I enjoy watching Photography Documentaries, any other interested parties that can recommend any. Here are my Top 5,

1. John Gollings; Eye for Architecture
2. Gregory Crewdson; Brief Encounters
3. Annie Leibovitz; Life through a Lens
4. David Noton; Chasing Light
5. National Geographic; The President's Photographer
*special mention; Tim Kirby(bbc); The Genius of Photography


----------



## sanj (Feb 2, 2014)

Thank you so much. Now to find time to watch them all….


----------



## m (Feb 2, 2014)

Nachtwey - War Photographer

Avedon - Darkness and Light (available on youtube)


----------



## distant.star (Feb 2, 2014)

.
Really, too many to mention. Google any well known photographer, and you'll come up with more than you'll have time for.

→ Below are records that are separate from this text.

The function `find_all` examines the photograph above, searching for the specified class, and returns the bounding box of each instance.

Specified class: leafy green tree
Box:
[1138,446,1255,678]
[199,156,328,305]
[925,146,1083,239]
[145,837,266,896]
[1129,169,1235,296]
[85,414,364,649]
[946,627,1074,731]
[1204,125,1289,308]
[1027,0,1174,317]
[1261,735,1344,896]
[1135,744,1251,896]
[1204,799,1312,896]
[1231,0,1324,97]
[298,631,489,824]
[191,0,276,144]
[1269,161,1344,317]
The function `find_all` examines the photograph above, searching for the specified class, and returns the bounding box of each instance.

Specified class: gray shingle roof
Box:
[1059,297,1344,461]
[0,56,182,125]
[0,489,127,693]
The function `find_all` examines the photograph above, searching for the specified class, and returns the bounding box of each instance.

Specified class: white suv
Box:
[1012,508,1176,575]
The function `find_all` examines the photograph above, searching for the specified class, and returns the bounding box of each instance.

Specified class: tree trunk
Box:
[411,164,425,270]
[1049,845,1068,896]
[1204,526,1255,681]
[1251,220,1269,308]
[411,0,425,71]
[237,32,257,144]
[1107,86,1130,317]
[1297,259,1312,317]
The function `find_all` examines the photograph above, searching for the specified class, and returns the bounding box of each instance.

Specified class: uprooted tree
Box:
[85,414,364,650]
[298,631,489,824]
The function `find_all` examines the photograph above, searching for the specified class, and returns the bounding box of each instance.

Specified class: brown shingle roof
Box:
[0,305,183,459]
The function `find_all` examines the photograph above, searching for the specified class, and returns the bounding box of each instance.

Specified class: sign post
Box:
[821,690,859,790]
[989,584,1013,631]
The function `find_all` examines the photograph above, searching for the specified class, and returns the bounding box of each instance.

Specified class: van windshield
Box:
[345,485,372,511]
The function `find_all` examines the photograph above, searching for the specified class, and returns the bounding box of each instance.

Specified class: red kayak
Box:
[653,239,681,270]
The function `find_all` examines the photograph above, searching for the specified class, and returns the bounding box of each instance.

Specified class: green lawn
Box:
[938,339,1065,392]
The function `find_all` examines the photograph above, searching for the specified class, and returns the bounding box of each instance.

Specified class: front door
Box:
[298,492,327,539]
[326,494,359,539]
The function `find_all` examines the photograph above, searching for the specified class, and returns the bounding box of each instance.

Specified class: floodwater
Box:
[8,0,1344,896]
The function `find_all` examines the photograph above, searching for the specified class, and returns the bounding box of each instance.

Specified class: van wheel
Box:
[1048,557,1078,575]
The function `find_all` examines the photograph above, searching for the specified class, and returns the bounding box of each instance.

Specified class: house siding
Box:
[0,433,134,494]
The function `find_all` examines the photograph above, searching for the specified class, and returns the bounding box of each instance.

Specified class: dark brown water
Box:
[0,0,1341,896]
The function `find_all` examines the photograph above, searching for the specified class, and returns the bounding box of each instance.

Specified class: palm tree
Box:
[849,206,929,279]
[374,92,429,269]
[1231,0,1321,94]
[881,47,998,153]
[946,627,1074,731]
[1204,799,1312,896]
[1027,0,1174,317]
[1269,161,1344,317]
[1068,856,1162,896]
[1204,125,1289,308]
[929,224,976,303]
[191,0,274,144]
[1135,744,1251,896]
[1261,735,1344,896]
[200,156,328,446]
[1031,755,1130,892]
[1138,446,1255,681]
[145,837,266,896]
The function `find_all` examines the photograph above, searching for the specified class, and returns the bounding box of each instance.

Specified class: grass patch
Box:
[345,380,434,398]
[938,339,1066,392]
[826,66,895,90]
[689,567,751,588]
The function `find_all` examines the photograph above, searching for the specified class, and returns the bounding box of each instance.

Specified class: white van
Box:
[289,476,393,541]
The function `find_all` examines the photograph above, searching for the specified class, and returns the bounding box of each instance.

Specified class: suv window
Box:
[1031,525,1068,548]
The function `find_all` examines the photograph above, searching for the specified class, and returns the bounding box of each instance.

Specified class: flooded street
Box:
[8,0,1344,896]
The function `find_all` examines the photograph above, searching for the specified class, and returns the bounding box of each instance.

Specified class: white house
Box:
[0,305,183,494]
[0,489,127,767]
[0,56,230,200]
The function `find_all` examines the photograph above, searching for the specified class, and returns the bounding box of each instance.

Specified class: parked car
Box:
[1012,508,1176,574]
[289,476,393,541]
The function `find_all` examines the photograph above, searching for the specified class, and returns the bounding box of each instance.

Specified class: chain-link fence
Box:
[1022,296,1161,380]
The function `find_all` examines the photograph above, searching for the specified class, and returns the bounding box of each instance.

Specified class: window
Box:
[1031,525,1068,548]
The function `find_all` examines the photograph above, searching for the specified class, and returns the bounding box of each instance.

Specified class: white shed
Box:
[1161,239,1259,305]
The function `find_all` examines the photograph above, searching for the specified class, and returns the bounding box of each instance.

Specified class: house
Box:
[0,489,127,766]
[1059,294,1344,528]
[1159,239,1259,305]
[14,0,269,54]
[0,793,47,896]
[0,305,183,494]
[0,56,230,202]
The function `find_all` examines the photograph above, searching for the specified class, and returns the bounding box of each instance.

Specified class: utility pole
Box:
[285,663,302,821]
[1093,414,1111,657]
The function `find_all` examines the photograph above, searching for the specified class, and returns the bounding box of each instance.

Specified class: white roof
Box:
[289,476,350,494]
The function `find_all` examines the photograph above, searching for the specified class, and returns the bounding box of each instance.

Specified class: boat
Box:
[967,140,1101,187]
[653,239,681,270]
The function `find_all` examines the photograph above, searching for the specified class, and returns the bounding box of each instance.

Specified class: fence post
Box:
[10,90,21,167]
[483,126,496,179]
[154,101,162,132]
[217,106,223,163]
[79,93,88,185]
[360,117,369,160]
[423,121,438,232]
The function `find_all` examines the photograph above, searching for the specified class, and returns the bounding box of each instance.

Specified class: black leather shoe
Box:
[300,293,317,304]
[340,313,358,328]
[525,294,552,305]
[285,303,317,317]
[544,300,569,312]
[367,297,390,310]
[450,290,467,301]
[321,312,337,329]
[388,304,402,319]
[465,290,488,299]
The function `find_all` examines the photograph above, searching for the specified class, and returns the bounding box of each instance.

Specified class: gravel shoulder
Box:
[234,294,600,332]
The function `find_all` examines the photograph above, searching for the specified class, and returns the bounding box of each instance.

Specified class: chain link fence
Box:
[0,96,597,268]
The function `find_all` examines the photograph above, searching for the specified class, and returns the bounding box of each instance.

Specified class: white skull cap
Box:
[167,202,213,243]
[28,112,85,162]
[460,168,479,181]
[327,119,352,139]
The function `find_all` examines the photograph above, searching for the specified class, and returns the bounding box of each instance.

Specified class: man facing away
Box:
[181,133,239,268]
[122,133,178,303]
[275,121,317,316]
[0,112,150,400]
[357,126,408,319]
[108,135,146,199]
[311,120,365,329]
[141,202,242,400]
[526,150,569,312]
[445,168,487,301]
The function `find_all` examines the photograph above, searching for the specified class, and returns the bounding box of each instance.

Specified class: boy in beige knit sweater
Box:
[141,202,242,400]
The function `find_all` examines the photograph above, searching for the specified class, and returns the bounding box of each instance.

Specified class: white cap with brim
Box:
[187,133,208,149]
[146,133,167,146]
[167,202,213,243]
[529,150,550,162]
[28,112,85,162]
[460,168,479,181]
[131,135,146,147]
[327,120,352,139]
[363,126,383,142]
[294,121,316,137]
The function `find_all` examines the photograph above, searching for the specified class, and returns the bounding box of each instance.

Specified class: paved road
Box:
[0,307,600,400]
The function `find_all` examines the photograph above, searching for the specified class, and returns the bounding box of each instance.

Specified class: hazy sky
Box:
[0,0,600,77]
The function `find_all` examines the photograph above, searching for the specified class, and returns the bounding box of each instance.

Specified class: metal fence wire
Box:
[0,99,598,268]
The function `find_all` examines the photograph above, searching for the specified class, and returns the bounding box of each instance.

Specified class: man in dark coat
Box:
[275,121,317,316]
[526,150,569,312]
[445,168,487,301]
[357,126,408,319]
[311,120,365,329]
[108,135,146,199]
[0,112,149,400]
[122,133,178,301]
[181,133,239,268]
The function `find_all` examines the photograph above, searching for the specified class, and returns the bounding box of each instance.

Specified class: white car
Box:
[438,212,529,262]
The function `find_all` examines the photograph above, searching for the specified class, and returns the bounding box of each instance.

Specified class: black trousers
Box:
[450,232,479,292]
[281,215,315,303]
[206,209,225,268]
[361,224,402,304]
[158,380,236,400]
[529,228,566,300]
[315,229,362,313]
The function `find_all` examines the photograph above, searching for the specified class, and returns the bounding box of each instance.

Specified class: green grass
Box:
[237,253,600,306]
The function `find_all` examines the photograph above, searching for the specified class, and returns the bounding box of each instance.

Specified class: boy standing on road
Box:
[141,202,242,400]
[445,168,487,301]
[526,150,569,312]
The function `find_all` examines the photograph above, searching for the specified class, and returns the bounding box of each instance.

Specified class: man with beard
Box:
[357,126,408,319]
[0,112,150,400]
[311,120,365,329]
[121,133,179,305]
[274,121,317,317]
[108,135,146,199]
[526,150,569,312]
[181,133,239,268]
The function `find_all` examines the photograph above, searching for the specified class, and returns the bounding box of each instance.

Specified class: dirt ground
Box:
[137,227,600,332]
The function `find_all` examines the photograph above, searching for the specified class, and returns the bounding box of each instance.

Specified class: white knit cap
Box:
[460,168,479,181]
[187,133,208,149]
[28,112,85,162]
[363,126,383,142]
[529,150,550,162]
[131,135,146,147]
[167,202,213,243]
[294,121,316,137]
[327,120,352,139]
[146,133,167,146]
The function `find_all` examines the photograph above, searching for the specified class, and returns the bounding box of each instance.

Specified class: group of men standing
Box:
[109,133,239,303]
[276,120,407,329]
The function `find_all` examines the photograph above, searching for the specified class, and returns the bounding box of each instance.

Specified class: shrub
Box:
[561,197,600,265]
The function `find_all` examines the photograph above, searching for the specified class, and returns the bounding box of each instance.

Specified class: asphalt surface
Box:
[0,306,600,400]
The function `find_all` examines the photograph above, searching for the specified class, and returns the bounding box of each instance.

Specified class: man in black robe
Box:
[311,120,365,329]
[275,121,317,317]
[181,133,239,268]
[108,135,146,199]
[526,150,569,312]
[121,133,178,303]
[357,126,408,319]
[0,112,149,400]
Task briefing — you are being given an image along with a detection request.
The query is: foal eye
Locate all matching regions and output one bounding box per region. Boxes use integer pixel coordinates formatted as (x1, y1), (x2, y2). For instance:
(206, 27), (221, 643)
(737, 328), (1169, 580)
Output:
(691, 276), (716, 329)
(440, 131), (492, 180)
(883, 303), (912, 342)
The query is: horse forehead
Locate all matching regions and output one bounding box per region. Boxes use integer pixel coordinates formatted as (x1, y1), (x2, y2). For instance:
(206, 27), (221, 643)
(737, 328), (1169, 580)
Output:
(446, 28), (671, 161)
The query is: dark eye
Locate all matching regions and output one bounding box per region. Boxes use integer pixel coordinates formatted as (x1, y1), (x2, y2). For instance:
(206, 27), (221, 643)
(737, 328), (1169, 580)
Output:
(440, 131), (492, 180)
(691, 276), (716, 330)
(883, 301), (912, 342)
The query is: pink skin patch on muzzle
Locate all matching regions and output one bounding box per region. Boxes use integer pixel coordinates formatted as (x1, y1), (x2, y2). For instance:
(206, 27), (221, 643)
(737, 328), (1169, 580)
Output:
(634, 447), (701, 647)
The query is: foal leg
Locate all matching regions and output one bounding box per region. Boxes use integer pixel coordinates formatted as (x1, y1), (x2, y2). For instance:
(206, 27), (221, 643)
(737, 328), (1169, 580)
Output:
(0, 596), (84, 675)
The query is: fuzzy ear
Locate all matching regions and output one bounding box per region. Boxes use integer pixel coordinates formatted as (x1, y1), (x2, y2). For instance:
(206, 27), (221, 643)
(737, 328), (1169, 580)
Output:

Lately, there seem to be a lot of Martin Parr vids around. I've liked some on Garry Winogrand. While I don't like his work, I've found a video about Bruce Gilden. Obviously, my interest is public photography.


----------



## Roger Jones (Feb 2, 2014)

I loved Bill Cunningham New York. What a fascinating character, available on netflix.
http://www.netflix.com/WiMovie/Bill_Cunningham_New_York/70141814?trkid=13752289


----------



## distant.star (Feb 3, 2014)

.
Not a documentary per se, but a great presentation from one of my favorite "non-public" photographers, Jessica Todd Harper:

Artist Talk with Photographer Jessica Todd Harper


----------



## bobby samat (Feb 23, 2014)

the davil came on horseback - http://movies.netflix.com/WiMovie/70066337?strkid=203264159_0_0&trkid=222336&movieid=70066337

"In this unflinching documentary chronicling the genocide in Darfur, former Marine Capt. Brian Steidle is forever transformed by the atrocities he witnesses as a military observer for the African Union."

this is a really good one


----------